At some point late in the afternoon, after we’d been standing there for several hours watching Janet sleep, Lucy persuaded Janet’s mother to go home. Janet was going to be alright for now, there was nothing we could do to help. I told Amelia I’d stay and talk to the doctors, and call to give her the report, and she squeezed me and kissed me again, and cried against my chest and went reluctantly out the door, clutching her sister’s arm.

Not long after they left-half an hour, an hour and a half- a tall, slightly stooped man with an unfriendly mouth-Doctor Wilbraham-came in and introduced himself. We had spoken more than once during Janet’s last hospital visit, her “tune-up,” but he did not remember me.
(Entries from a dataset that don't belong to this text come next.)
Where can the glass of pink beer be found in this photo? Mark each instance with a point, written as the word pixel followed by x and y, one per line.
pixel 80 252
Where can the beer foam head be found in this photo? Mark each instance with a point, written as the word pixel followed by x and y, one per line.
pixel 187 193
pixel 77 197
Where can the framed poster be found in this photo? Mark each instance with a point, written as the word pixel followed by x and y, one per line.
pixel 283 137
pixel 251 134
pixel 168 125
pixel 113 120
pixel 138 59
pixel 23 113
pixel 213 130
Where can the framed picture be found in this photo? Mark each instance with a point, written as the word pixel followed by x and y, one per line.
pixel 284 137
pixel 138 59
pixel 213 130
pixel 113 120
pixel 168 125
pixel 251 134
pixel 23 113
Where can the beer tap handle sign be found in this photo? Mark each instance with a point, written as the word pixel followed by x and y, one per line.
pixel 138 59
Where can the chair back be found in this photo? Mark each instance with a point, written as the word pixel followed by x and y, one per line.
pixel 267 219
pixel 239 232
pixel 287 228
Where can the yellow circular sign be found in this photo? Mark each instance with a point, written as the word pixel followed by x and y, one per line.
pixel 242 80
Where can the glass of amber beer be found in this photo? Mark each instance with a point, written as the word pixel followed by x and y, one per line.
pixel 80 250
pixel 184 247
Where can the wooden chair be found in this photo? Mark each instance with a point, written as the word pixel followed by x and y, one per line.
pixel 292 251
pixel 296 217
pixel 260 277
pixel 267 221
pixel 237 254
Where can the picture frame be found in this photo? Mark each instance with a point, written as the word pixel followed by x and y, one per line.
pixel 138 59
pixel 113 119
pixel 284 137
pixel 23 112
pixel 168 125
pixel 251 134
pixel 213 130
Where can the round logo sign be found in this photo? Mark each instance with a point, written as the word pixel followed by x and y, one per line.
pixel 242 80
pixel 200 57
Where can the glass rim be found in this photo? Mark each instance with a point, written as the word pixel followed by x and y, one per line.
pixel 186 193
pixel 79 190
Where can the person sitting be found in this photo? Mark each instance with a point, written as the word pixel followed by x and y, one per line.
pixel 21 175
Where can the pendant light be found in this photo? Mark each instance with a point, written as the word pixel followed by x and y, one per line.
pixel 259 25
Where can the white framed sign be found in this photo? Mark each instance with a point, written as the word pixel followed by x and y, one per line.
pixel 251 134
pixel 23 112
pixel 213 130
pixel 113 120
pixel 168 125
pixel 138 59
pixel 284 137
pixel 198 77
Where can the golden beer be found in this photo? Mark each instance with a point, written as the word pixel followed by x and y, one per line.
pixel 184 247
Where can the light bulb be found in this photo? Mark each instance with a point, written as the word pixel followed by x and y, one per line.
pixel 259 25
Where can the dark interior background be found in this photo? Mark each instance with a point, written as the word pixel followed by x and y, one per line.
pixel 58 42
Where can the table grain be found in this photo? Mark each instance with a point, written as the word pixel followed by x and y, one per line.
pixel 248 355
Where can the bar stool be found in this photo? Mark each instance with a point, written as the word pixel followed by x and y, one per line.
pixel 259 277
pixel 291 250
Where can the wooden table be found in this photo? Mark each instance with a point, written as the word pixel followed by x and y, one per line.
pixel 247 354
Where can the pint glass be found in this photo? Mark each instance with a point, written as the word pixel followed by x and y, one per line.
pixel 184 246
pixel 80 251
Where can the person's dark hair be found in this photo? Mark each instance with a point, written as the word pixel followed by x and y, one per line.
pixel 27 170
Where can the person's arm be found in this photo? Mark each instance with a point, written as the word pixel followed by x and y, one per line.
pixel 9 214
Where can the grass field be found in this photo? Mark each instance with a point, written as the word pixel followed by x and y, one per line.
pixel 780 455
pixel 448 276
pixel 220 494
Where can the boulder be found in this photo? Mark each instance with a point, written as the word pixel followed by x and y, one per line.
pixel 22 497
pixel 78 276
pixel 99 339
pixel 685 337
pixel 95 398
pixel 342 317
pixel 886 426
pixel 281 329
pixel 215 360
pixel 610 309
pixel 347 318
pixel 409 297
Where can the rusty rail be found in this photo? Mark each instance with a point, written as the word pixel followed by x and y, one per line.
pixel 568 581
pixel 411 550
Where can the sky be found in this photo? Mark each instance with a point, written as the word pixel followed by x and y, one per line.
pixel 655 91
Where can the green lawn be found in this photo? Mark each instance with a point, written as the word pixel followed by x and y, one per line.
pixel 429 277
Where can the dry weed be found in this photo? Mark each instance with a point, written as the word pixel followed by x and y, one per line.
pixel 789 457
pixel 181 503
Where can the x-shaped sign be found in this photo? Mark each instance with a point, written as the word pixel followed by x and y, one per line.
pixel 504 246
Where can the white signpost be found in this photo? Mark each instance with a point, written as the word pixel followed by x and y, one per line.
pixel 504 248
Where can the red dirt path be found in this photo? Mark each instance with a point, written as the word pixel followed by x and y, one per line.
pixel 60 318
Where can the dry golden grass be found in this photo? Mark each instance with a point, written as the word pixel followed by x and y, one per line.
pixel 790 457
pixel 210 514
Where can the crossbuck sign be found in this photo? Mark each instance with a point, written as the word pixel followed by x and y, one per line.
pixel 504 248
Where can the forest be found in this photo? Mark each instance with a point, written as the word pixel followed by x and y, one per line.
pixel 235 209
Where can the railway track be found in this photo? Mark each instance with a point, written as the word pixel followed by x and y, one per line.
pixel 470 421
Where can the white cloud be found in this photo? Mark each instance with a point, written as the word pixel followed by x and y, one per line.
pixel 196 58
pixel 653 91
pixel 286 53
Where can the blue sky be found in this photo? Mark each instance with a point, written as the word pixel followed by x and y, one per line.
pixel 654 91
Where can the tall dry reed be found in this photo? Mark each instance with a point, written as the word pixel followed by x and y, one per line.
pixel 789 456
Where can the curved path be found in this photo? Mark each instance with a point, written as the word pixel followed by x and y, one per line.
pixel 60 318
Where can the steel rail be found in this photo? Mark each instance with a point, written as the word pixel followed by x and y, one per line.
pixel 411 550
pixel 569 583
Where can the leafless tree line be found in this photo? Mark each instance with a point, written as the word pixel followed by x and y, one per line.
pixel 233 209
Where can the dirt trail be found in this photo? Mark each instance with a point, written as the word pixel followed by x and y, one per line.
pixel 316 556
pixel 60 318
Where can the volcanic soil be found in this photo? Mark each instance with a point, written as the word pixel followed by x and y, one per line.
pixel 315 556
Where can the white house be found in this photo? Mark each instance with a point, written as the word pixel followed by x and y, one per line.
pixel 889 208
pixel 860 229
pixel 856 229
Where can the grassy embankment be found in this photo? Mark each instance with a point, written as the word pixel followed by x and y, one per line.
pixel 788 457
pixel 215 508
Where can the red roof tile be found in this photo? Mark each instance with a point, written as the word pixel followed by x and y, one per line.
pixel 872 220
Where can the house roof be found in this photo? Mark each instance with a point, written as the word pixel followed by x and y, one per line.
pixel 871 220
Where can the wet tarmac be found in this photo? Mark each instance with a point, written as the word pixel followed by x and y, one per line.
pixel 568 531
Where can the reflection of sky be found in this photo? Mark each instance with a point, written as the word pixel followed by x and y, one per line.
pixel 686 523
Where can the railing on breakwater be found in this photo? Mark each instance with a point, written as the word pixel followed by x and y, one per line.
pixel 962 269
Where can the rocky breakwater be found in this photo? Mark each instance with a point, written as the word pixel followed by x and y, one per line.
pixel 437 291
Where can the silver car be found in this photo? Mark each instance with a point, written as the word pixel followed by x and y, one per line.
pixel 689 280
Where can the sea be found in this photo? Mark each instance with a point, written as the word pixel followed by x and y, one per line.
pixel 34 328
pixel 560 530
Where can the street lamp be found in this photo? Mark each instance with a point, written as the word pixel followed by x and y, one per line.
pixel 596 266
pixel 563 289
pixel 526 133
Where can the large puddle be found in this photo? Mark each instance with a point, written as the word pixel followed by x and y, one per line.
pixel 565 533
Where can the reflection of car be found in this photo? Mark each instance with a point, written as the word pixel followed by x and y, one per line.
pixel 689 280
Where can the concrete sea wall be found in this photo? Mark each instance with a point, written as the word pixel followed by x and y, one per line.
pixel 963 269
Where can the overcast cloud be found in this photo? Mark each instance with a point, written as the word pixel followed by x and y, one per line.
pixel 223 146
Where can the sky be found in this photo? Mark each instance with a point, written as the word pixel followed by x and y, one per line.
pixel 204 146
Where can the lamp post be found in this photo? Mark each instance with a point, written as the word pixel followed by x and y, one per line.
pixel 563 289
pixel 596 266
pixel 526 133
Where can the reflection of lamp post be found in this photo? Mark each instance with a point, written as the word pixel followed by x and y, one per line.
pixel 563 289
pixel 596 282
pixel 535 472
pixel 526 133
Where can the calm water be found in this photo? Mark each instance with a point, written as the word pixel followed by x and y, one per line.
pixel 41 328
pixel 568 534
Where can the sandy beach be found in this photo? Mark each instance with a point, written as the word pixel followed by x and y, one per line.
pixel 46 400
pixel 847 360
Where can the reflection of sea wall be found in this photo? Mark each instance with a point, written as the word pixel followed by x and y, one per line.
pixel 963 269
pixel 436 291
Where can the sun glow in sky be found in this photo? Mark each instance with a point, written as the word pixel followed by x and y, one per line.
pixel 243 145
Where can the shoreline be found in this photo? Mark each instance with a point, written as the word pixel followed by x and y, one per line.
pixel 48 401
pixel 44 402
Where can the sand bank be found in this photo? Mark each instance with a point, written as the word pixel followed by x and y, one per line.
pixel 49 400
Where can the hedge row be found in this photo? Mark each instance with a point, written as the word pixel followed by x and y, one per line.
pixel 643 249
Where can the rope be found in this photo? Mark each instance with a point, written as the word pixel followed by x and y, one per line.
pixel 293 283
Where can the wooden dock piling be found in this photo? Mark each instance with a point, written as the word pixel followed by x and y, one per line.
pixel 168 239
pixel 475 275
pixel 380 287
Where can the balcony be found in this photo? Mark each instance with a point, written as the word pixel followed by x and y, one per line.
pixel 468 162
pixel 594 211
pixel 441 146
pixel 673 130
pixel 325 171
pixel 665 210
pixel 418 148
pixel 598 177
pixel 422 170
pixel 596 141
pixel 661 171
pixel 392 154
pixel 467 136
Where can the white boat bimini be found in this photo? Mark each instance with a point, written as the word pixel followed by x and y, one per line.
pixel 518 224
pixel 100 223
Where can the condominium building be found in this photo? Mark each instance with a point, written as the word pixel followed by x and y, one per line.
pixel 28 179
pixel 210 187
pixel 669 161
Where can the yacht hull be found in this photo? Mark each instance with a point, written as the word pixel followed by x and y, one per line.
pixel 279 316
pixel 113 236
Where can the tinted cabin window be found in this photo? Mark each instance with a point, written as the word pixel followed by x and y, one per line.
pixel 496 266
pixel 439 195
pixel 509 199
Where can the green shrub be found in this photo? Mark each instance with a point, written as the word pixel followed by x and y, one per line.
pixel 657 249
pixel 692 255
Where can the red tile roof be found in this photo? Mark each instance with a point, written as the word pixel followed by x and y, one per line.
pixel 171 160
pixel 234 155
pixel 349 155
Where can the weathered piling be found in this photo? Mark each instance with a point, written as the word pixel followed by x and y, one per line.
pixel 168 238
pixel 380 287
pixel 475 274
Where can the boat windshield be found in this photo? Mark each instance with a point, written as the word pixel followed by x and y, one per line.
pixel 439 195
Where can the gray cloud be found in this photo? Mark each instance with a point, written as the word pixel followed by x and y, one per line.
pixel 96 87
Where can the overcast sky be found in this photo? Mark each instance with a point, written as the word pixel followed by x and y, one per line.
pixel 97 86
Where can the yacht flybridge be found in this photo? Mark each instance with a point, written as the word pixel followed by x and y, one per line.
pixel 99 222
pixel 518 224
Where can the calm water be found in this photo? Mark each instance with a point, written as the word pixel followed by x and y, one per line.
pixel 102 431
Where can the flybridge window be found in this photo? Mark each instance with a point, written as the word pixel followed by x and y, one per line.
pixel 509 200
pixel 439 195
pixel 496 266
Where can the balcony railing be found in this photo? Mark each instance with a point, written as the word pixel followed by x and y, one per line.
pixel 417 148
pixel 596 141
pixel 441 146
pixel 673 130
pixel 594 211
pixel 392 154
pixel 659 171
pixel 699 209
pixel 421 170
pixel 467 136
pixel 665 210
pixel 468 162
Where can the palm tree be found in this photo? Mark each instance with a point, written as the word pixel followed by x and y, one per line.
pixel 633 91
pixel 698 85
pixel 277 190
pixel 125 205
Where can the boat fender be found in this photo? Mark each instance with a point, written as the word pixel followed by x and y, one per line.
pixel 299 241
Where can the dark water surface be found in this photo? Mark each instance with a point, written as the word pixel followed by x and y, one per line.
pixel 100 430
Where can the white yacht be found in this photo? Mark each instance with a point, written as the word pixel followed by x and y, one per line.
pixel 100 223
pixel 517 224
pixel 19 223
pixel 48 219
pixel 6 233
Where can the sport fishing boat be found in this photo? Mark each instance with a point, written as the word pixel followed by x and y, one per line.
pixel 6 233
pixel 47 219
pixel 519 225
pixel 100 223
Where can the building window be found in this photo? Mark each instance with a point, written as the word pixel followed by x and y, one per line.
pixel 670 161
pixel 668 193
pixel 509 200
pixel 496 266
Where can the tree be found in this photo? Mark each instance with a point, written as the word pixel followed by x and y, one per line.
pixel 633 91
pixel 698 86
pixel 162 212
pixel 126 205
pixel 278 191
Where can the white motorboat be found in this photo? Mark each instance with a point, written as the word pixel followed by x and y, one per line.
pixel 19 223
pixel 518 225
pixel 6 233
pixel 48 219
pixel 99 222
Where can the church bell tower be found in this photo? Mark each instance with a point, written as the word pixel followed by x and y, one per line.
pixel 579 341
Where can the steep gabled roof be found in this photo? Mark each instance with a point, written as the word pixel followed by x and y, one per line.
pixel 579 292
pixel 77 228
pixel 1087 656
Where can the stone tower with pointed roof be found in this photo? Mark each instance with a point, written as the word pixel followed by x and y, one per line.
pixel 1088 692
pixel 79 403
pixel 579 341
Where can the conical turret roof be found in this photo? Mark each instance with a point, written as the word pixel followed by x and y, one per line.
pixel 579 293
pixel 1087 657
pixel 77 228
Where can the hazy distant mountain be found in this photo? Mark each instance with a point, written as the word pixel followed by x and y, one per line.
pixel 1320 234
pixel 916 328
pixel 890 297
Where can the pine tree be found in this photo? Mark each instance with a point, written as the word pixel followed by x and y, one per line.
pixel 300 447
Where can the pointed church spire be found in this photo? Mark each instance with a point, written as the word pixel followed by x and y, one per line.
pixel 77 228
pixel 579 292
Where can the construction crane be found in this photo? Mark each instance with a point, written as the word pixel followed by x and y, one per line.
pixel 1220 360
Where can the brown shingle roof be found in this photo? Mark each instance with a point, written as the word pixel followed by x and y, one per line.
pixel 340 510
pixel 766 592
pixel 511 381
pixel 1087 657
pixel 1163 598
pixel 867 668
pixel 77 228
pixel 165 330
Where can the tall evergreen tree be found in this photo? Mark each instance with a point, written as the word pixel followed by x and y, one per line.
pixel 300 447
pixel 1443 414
Janet said he was a big supporter of the governor, a yachtsman and a perfectly competent pulmonologist, with the bedside manner of a tuna fish. “She’s in no immediate danger,” Doctor Wilbraham said, in a rumbling, Charlton Hestonesque voice.

“We thought she was going to die.”

“Yes,” he said, meeting my eyes briefly.

My mother had gotten up out of her chair and sidled over and was listening in.

“What about the transplant?” I asked.

“She’s on the list.”

“I know she’s on the list.”

He looked at me with the smallest wrinkle of irritation on his lips. His face was almost a perfect rectangle, straight gray eyebrows, straight brown and gray hair brushed straight back. His eyes traveled down to my work boots and back up to my face, as if what I was wearing would dictate the type of answer he ought to give. As if he spoke several languages and was trying to choose one I might actually be able to understand.

“Will she live long enough to make it to the top of the list?”

“We can never say. There is a continual ratio of approximately five potential recipients to each available pair of lungs.”

“How much longer is she going to live?”

“We can’t possibly say.”

“A month? A year? When you see people like this, with her lung function numbers, how much longer do they usually live?”

“It varies.”

“Between what and what?”

He took a breath and sighed. “Between a day or a few days and perhaps a few months, depending.”

“On what?”

“Many factors.”

“Can we change any of those factors?”

“We’re giving her powerful drugs,” he said, in a tone you might use to describe the Dewey decimal system to a four-year-old. “Drugs called ceftazidime and gentamicin.” I thought for a minute that he was going to spell them out very slowly. G-E-N-T…Beside me, my mother was nodding. “We had to take an arterial blood gas reading, which is quite uncomfortable. If that reading is not too bad and if she gets no new infections-”

“So you’ll want her to stay in the hospital.”

“Probably, yes.”

“Until when?”

“Until compatible lungs become available.” He reached out and patted me on the shoulder, already leaning toward the door. “You can call us with more questions if you think of them.”

I stayed as long as I felt my mother could stand it, going down to the cafeteria once with her, for sandwiches and coffee, and then coming back up. Darkness had fallen long ago. My mother had given up on the football and on the TV, and had taken to walking back and forth along the length of the room, talking to herself in a quiet voice. I knew her well, of course, every wrinkle around her eyes, every spot on her hands, every lilt and dip of her high, warbling voice. But I had never spent that much time with her in a hospital, and I could see another woman stirring and rising up. I waited for her to click back into her doctor-self, but that did not happen.